With our sparse and dense vectors generated and Pinecone set up, we can now build a hybrid search pipeline. This pipeline includes the following steps:

  1. Adding product data to the Pinecone index
  2. Retrieving results using both sparse and dense vectors
def add_product_data_to_index(product_ids, sparse_vectors, dense_vectors, metadata=None):
    """Upserts product data to the Pinecone index.

    Args:
        product_ids (`list` of `str`): Product IDs.
        sparse_vectors (`list` of `list` of `float`): Sparse vectors.
        dense_vectors (`list` of `list` of `float`): Dense vectors.
        metadata (`list` of `list` of `str`): Optional metadata.

    Returns:
        None
    """
    batch_size = 32

    # Loop through the product IDs in batches.
    for i in range(0, len(product_ids), batch_size):
        i_end = min(i + batch_size, len(product_ids))
        ids = product_ids[i:i_end]
        sparse_batch = sparse_vectors[i:i_end]
        dense_batch = dense_vectors[i:i_end]
        meta_batch = metadata[i:i_end] if metadata else []

        vectors = []
        for _id, sparse, dense, meta in zip(ids, sparse_batch, dense_batch, meta_batch):
            vectors.append({
                'id': _id,
                'sparse_values': sparse,
                'values': dense,
                'metadata': meta
            })

        # Upsert the vectors into the Pinecone index.
        index.upsert(vectors=vectors)

add_product_data_to_index(product_ids, sparse_vectors, dense_vectors)

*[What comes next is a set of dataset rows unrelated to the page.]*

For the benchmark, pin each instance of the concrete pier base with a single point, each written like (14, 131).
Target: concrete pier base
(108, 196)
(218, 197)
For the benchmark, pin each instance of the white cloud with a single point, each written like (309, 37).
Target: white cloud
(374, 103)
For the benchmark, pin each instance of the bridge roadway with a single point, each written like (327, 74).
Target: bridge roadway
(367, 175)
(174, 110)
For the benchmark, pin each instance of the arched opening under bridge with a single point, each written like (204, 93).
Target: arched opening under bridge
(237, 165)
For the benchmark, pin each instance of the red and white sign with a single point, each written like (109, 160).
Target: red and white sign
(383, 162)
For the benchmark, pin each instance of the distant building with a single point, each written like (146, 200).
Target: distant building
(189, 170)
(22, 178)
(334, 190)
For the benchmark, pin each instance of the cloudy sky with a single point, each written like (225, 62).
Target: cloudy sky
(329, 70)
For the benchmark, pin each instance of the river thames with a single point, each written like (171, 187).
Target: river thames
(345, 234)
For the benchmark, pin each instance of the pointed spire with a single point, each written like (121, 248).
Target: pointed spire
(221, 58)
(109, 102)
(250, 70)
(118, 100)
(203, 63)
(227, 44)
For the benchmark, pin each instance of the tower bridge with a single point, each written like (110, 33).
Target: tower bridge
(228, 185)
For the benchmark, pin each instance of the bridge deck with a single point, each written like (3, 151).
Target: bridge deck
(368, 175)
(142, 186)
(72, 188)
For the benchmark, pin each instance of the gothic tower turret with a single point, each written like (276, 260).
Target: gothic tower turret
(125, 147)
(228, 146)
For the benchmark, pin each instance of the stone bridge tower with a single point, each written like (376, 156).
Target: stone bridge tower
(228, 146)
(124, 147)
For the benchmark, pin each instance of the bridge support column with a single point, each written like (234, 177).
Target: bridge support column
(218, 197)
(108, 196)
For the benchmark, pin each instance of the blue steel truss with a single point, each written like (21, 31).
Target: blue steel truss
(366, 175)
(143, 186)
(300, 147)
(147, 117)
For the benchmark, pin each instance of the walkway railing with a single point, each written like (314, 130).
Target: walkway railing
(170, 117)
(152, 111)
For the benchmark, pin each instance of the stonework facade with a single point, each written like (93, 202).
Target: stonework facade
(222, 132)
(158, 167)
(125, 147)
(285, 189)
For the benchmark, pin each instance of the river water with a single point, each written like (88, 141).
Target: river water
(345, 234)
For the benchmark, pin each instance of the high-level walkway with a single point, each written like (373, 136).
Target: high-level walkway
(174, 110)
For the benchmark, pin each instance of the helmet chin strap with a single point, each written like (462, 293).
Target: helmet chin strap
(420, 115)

Now that our data is indexed, we can perform hybrid search queries.

5. Making Queries and Tuning Parameters

Pinecone Hybrid Query High-level view of simple Pinecone Hybrid Query

To make hybrid search queries, we’ll create a function that takes a query, the number of top results, and an alpha parameter to control the weighting between dense and sparse vector search scores.

def hybrid_scale(dense, sparse, alpha: float):
    """Hybrid vector scaling using a convex combination

    alpha * dense + (1 - alpha) * sparse

    Args:
        dense: Array of floats representing
        sparse: a dict of `indices` and `values`
        alpha: float between 0 and 1 where 0 == sparse only
               and 1 == dense only
    """
    if alpha < 0 or alpha > 1:
        raise ValueError("Alpha must be between 0 and 1")
    # scale sparse and dense vectors to create hybrid search vecs
    hsparse = {
        'indices': sparse['indices'],
        'values':  [v * (1 - alpha) for v in sparse['values']]
    }
    hdense = [v * alpha for v in dense]
    return hdense, hsparse

def search_products(query, top_k=10, alpha=0.5):
    # Generate sparse query vector
    sparse_query_vector = generate_sparse_vector(query)

    # Generate dense query vector
    dense_query_vector = generate_dense_vector(query)

    # Calculate hybrid query vector
    dense_query_vector, sparse_query_vector = hybrid_scale(dense_query_vector, sparse_query_vector, alpha)

    # Search products using Pinecone
    results = index.query(
        vector=dense_query_vector,
        sparse_vector=sparse_query_vector,
        top_k=top_k
    )

    return results

We can then use this function to search for relevant products in our e-commerce dataset.

query = "running shoes for women"
results = search_products(query, top_k=5)

for result in results:
    print(result['id'], result['metadata']['product_name'], result['score'])

Experimenting with different values for the alpha parameter will help you find the optimal balance between sparse and dense vector search for your specific domain.

Conclusion

In this blog post, we demonstrated how to build a hybrid search system for e-commerce using Pinecone and domain-specific language models. Hybrid search enables us to combine the strengths of both traditional search and vector search, improving search performance and adaptability across diverse domains.

By following the steps and code snippets provided in this post, you can implement your own hybrid search system tailored to your e-commerce website’s specific requirements. Start exploring Pinecone and improve your e-commerce search experience today!